Exactly what happened remains a mystery. It appears that not only was Kamol unaware, neither was the insurance company, for why else would they have processed payment? One possibility is that the employer’s objection might have come in late, but if so, shouldn’t objections past the deadline be rejected? Or was there some inefficiency within MOM that caused confusion?

It might be argued that should a bank make a mistake and credited an account with a large sum of money, the account-holder is liable to pay it back. So even if MOM made a mistake it is not unreasonable to demand that Kamol pay all the money back. However, this is not a good analogy. In almost all cases, the bank account-holder would have reason to know that the sudden increase in the amount suggested an error, if he or she was not expecting any major transaction at the time.

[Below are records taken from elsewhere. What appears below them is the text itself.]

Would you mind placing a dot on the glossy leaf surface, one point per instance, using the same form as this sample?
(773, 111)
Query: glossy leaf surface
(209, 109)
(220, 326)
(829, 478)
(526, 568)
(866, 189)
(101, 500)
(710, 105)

Spending the “windfall” hastily can be read as intention to cash in on the error.

In Kamol’s case, he had no reason to suspect an error. The sequence of events (interim NOA on 13 June, expiry of objection period on 27 June, then payment early July) looked perfectly ordinary and expected. Why should he be expected to bear the cost of somebody else’s  error?

At the time of interview (October 2014), it is unclear how this is to be resolved. Kamol has been given a re-assessment date in November. If the reassessment confirms the first assessment’s findings, then it should be fine; no change in the amount of compensation. If the reassessment comes back with a smaller compensation, MOM should just own up to it and lump it. It should reimburse the insurance company the difference and not make further demands on Kamol.